Der Gewerbeschein stellt keine Erlaubnis für die gewerbliche Ausübung dar

Sobald Sie im Rahmen der Existenzgründung eine selbstständige wirtschaftliche Tätigkeit außerhalb der freien Berufe mit der Absicht auf Gewinnerzielung aufnehmen und diese nicht vorübergehend ist, handelt es sich um die Ausübung eines Gewerbes. In diesem Fall ist die Anmeldung des Gewerbes verpflichtend. Nach der Anmeldung bei der für Ihren Wohnsitz zuständigen Behörde erhalten Sie den Gewerbeschein. Dieser stellt jedoch noch keine Erlaubnis zur Gewerbe-Ausübung dar, sondern dient ausschließlich als Nachweis der Meldung. Abhängig vom ausgeübten Gewerbe benötigen Sie für Ihre Existenzgründung in folgenden Bereichen eine zusätzliche gewerberechtliche Erlaubnis, die von der zuständigen Handelskammer nach genauer Überprüfung der Voraussetzungen ausgestellt wird. Dabei handelt es sich um sogenannte

– überwachungsbedürftige Gewerbe,

– erlaubnispflichtige Gewerbe und das

– Gaststättengewerbe.

In diesen Bereichen ist der Grundsatz der Gewerbefreiheit aufgrund der in der Gewerbeordnung definierten Ausnahmen ungültig und es besteht die Verpflichtung, entweder eine gewerberechtliche Erlaubnis einzuholen oder die zur Überwachung nötigen Unterlagen zu stellen. Diese Vorgehensweise soll die Allgemeinheit und eventuelle Arbeitnehmer vor der Unzuverlässigkeit von Gewerbetreibenden sowie den aus der Tätigkeit hervorgehenden Gefahren schützen.

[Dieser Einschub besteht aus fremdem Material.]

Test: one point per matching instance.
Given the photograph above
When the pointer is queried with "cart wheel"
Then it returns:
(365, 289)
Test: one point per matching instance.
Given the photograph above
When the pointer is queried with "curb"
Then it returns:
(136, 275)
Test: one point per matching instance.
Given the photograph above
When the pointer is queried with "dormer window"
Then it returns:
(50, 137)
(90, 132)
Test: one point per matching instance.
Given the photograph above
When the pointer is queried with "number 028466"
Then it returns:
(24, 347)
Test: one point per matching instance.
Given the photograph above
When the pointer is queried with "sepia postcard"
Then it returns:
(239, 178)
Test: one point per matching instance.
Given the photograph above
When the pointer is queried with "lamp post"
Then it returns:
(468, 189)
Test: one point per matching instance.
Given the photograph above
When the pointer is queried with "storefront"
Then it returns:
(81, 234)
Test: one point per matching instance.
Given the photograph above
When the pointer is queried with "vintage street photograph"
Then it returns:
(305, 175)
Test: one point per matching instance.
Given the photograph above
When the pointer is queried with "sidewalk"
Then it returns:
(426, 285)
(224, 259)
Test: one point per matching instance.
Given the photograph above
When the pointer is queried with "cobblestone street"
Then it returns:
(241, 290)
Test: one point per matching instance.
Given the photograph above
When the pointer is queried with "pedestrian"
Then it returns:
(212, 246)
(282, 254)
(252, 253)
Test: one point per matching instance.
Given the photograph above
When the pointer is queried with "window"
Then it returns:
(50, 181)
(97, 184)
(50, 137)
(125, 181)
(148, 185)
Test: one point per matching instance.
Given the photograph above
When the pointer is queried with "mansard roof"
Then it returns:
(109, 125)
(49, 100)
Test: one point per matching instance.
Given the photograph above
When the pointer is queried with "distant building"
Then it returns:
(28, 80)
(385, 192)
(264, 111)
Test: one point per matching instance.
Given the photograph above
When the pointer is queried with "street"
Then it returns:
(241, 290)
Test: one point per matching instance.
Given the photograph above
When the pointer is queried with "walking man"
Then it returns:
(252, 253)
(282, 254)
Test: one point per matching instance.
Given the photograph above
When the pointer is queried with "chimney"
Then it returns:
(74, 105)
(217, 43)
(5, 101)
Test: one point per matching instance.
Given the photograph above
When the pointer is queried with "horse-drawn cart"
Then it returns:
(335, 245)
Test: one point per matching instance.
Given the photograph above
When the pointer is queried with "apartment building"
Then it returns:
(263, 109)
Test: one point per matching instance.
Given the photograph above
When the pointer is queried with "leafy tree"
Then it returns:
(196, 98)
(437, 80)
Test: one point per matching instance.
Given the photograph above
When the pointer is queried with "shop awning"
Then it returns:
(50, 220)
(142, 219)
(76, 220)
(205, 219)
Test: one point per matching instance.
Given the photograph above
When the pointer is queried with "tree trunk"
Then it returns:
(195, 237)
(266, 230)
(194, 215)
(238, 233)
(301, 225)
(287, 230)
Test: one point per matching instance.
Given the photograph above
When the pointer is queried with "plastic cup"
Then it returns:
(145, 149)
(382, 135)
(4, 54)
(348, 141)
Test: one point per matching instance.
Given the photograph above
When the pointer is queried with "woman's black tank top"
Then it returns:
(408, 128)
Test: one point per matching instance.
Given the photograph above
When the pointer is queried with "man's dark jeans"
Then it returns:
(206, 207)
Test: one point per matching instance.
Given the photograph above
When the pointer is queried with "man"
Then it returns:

Überwachungsbedürftige Gewerbe sind erlaubnisfrei

Planen Sie Ihre Selbstständigkeit in einem überwachungsbedürftigen Gewerbe, benötigen Sie keine gesonderte Erlaubnis für die Existenzgründung. Sobald Sie jedoch das Gewerbe anmelden, wird die Zuverlässigkeit als Gewerbetreibender überprüft. Für diese Überprüfung ist ein polizeiliches Führungszeugnis erforderlich sowie die Auskunft aus dem Gewerbezentralregister. Die Unterlagen dürfen nicht älter als drei Monate sein und werden im Idealfall der Meldung des Gewerbes bei der zuständigen Behörde beigelegt. Abhängig davon, in welchem Gewerbe Sie eine Existenzgründung planen, kann die Behörde noch weitere Unterlagen einfordern.

Als überwachungsbedürftige Gewerbe gelten alle Unternehmen, die sich auf den Handel mit nachfolgenden Gebrauchtwaren spezialisieren.

– Hochwertige Konsumgüter wie Unterhaltungselektronik, optische Erzeugnisse, Computer oder Teppiche.

– Fahrräder und Kraftfahrzeuge

– Edelmetalle, edelmetallhaltige Legierungen und Waren aus diesen Stoffen sowie alle Altmetalle.

– Schmuck sowie Perlen und Edelsteine

– Auskunfteien und Detekteien

– Partner- und Ehevermittlung sowie die Vermittlung von Bekanntschaften

– Selbstständigkeit mit einem Reisebüro und die Vermittlung verschiedener Unterkünfte

– Schlüsseldienste sowie der Einbau und der Vertrieb von Sicherungseinrichtungen für Gebäude.

– Herstellung und Vertrieb diebstahlsbezogener Öffnungswerkzeuge.

Keine Selbstständigkeit ohne Erlaubnis für erlaubnispflichtige Gewerbe

Wesentlich schwieriger als die Existenzgründung für das überwachungsbedürftige Gewerbe ist der Start in die Selbstständigkeit im erlaubnispflichtigen Gewerbe. In diesem Bereich setzt die Gewerbeordnung spezielles Fachwissen für die Durchführung der Tätigkeiten voraus.

Folgende Tätigkeiten sind erlaubnispflichtige Gewerbe:

– Apotheke

– Arbeitnehmerüberlassung

– Bank- und Finanzdienstleistungen, Anlagenberater, Immobiliar-Darlehensvermittler, Versicherungsvermittler und Versicherungsmakler, Inkasso-Unternehmen und das Maklergewerbe

– Personenbeförderung und Reisegewerbe

– Bauträger und Baubetreuer

– Bewachungsgewerbe

– Einzelhandel in bestimmten Bereichen

– Gaststättengewerbe und Hotelgewerbe

– Handwerk allgemein; Voraussetzung ist die Handwerksrolleneintragung.

Zusätzlich gibt es noch weitere erlaubnispflichtige Gewerbe. Informieren Sie sich unbedingt frühzeitig, ob für die geplante Selbstständigkeit im ausgewählten Gewerbe eine Erlaubnis nötig ist.